Question

Could anyone show me how to integrate exp(rcos(theta)) over a sphere, radius a?

Answer 1

I can help, but I need to know if theta is your zenith or azimuthal angle. Is it the angle that sweeps down from the z-axis, or the angle that sweeps across the x-y plane? The convention is different between pure and applied mathematics.

Answer 2

Thank you for responding lokisan. Here theta is the angle coming down from the positive z-axis, which I believe is the zenith?

Answer 3

Hi StandardCarpet. I can help you, just have to wait till I'm at a computer (on iPhone).

Answer 4

Okay, your integral is\[\int\limits_{}_{s}\int\limits_{}{}e^{a \cos \theta}dS\]which we need to convert to a standard double integral,\[\int\limits_{}_{D}\int\limits_{}{}e^{a \cos \theta}||\frac{\partial x}{\partial \theta }\times \frac{\partial x}{\partial \phi}||d \theta d \phi\]where \[x(\theta , \phi)\]is a vector parametrization of the surface. The magnitude of the cross product of the partials exists in the integrand as well.

Answer 5

Note that I have put 'a' in place of 'r' in your function. This is because the value for r over this surface will be a constant, namely, 'a'.

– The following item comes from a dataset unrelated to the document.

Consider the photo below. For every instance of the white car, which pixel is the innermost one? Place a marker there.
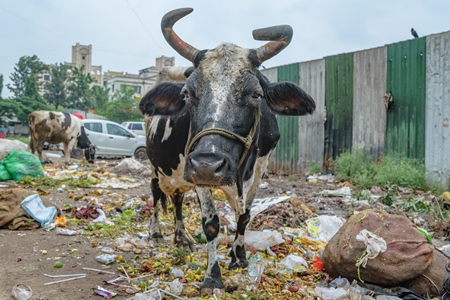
(136, 127)
(112, 139)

The vector parametrization of a spherical surface is\[x=a(\sin \theta \cos \phi , \sin \theta \sin \phi, \cos \theta)\] where I've taken out the common factor of 'a'.

The partial derivatives are:\[\frac{\partial x}{\partial \theta}=a(\cos \theta \cos \phi , \cos \theta \sin \phi, -\sin \theta)\]\[\frac{\partial x}{\partial \phi}=a(-\sin \theta \sin \phi, \sin \theta \cos \phi, 0)\]

Answer 6

The cross product gives, \[\frac{\partial x}{\partial \theta} \times \frac{\partial x}{\partial \phi}=a^2(\sin^2 \theta \cos \phi, -\sin^2 \theta \sin \phi, \cos \theta \sin \theta)\]

Answer 7

with magnitude,\[||\frac{\partial x}{\partial \theta} \times \frac{\partial x}{\partial \phi}||=a^2 \sin \theta\]

Answer 8

Now, for your integral, you're integrating over the whole sphere, so your limits for theta are 0 to pi, and your limits for phi would be 0 to 2pi. Using all this, we have,\[\int\limits_{0}^{2\pi}\int\limits_{0}^{\pi}e^{a \cos \theta}a^2 \sin \theta d \theta d \phi\]

Answer 9

Move the factor a^2 through and integrate phi out (since the integrand does not depend on it) to give,\[2\pi a^2\int\limits_{0}^{\pi}e^{a \cos \theta} d \theta\]

Answer 10

sorry, should be\[2 \pi a^2 \int\limits_{0}^{\pi}e^{a \cos \theta}\sin \theta d \theta\]

Answer 11

Recognizing that the derivation of cos(theta) is -sin(theta), you can assume the substitution, \[u = a \cos \theta \rightarrow du = -a \sin \theta d \theta \rightarrow \sin \theta d \theta = -\frac{du}{a}\]so that the integral becomes, \[2\pi a^2 \int\limits_{u_1}^{u_2}e^u \left( -\frac{du}{a} \right)=-2\pi a \int\limits_{u_1}^{u_2}e^udu=-2\pi a \left[ e^u \right]^{u_1}_{u_2}\]\[=-2\pi a \left[ e^{a \cos \theta} \right]^{\pi}_{0}=-2\pi a (e^{-a}-1)=2 \pi a (1-e^{-a})\]

Answer 12

Thank you again Lokisan. My only question is regarding treating r as constant a. Normally when I do integrals over volumes, I set them up as triple integrals, so here I would try to integrate between 0 and a for dr. Could you explain to me why it's valid to just treat r as a constant in this case?

Answer 13

Yep. r is constant because you're integrating over the surface of a sphere AND *conveniently* using spherical polar coordinates.

The surface integral is such that you're integrating your function over a surface, meaning you're taking values *from* that surface to plug into you function which you then integrate.

Remember, in school, you integrate over the real line - you're taking values *from* that line to put into your function which you then integrate.

Here, the values you plugged in came from a sphere or radius a AND you were working in a convenient system in which, as you moved theta and phi, keeping a constant allowed you to stay on the surface that would feed your function.

Is that clearer...lol?

Answer 14

'sphere *of* radius a' ... it should read.